4. It is impossible for the idea of God to have come from within himself? Pg 30,31
Objective Reality
“By objective reality of an idea,” Descartes writes, “I mean the being of the thing represented in the idea, as it is represented in the idea … Whatever we perceive as being in the object of our idea is in the ideas themselves objectively”
Formal Reality
Formal reality, broadly speaking, refers to the actual being of a thing as the thing that it is.
Formal Falsity
Saying of something that isn’t that it is or the flip side in your particular judgment.
Material falsity
Good exists. Evil is the absence of the good. This is when an idea of a non-thing (Evil for instance) is represented as a thing.
EMPIRICISM
John Locke 1632 – rejected the notion of innate ideas, all ideas come from sensory experience, your mind is a blank slate “tabula rosa” at the beginning of our lives.
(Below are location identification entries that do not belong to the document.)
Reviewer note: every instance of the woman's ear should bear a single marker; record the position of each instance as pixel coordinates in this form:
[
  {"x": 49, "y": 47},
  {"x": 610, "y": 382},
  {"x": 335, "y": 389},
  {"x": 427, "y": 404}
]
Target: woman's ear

David Hume 1711 – more holistic understanding of experience. Father of modern skepticism. No one can prove that causality is going to hold. There is no guarantee that things will continue just because they have always been so. What can science tell us?
IDEALISM
Blending rationalism with empiricism.

Immanuel Kant read Hume and could not stop thinking about it.

Until Kant, we had to get our minds so that they reflect reality as much as possible

Kant says it’s not that my mind has to conform to reality but rather, what’s out there has to conform to my mind. In order for me to have knowledge, the world must conform to my mind.
Kant’s critique of pure reason
talks about how empiricism and rationalism are merged.

There are innate rules: concepts of space and time, rules according to which our minds operate. (rationalistic) a priori (What is necessary and universal) vs. a posteriori (contingent, empirical, based outside)

We have to discover the moral law within us, derive it with our minds.
Freedom according to Kant
Following the rule that you give yourself. We must legislate for ourselves. Rules have a necessity and obligation, but freedom is still following the rules that you set for yourself.

The law does not reflect good and evil, but rather reason legislates the law and that law determines what is good and evil.
PREFACE – KANT
The world is divided up physics, ethics, logic.

Two distinctions regarding kinds of knowledge: {empirical vs rational} and {formal vs material}

Empirical or experience-based knowledge is contrasted with rational or (pure) knowledge, which is pure in the sense that it is independent of experience (a priori). This distinction between empirical and rational knowledge rests on a difference in sources of evidence used to support the two different kinds of knowledge.

&

Formal is contrasted with material knowledge. Formal knowledge has no specific subject matter; it is about the general structure of thinking about any subject matter whatsoever. Material knowledge is of a specific subject matter, either nature or freedom.
Kant's 2 steps to finding morality.
1.Analytical: what is the logical understanding of morality
2.Synthetic: how do these concepts apply to our world?
What is good? (Kant)
The good will: Honesty, humility, charity, etc… are only good as applied by the good will. Good will is good without limitation.
What’s the relationship between morality and happiness? (Kant)
Basically: morality is not going to make you happy.
What makes a good will good? (Kant)
Even if good will causes disaster…it’s still moral. Utilitarianism: what is good is what is beneficial for the largest number of people.
Role of Reason (Kant)
To produce a will that is good in itself.

If the proper end of nature were preservation/happiness/welfare, then instinct would be better than reason.